1. ## The Integrating Factor

I have another differential equation which is quite similar to the first. I tried to work it out the same way buy I'm not sure how to do it.

Solve x*dy/dx-y = x given y(1)=2. Express your answer in terms of y.
y= ?

I have no idea how to do this question now as I'm not sure how to use the integrating factor properly.
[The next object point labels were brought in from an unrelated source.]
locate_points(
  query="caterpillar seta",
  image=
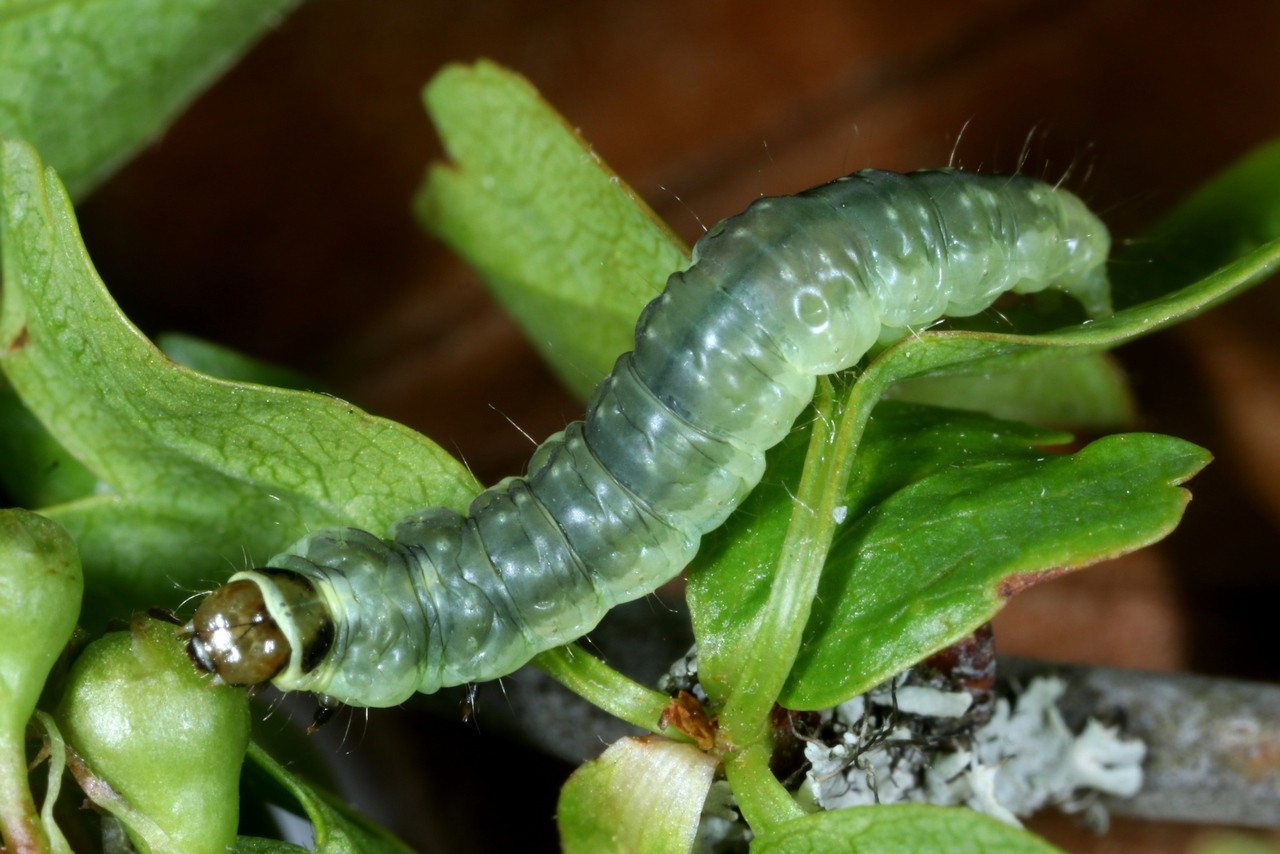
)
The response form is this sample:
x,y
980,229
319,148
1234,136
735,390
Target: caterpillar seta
x,y
673,439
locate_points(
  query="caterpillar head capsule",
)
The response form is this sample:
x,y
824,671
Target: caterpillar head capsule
x,y
242,639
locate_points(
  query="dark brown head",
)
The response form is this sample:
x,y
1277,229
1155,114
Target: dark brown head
x,y
234,636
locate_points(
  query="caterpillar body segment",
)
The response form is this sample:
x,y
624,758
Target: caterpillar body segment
x,y
673,439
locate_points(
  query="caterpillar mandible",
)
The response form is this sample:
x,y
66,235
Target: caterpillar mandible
x,y
673,439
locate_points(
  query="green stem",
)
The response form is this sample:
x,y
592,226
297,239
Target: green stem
x,y
780,626
762,799
599,684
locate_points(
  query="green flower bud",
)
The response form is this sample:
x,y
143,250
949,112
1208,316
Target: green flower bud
x,y
40,598
167,741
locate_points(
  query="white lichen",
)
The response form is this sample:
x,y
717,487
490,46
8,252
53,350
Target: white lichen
x,y
1022,759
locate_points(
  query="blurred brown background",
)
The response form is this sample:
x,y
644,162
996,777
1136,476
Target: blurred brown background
x,y
275,218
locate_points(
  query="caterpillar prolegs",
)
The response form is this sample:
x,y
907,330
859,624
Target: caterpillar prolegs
x,y
673,439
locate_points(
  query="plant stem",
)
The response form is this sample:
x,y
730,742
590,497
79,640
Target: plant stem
x,y
599,684
762,799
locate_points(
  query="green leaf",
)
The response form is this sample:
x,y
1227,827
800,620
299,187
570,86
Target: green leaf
x,y
165,741
338,829
37,471
1230,218
1079,392
944,512
224,362
941,557
200,473
899,829
568,250
40,598
87,83
639,795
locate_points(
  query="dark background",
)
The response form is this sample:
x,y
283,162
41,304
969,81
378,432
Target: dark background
x,y
274,217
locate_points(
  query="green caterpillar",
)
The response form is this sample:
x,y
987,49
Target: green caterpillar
x,y
673,439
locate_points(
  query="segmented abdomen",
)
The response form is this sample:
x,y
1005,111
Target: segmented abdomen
x,y
673,439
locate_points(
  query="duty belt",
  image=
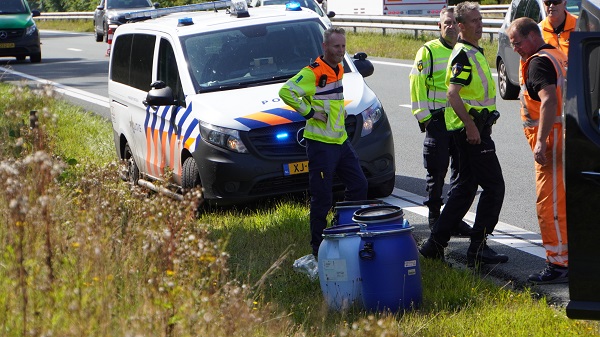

Could someone please work through this question or show how to get up to what needs to be integrated.

2. $\displaystyle x \frac{dy}{dx} -y= x$

$\displaystyle \frac{dy}{dx} -\frac{y}{x} = 1$

$\displaystyle P(x) = -\frac{1}{x}$

so the integrating factor is $\displaystyle e^{-\int \frac{1}{x} \ dx} = e^{-\ln x} = x^{-1} = \frac{1}{x}$

$\displaystyle \frac{1}{x} \frac{dy}{dx} - \frac{y}{x^{2}} = \frac{1}{x}$

$\displaystyle \int \frac{d}{dx} \Big(\frac{y}{x}\Big) \ dx = \int \frac{1}{x} \ dx$

$\displaystyle \frac{y}{x} = \ln x + C$

$\displaystyle y = x \ln x + Cx$

$\displaystyle 2 = 1 \ln 1 + C(1)$

$\displaystyle 2 = C$

$\displaystyle y = x \ln x + 2x$

3. Thanks Random Variable,

This was a great help. I can see where I went wrong with my working. I didn't treat x^-1 correctly.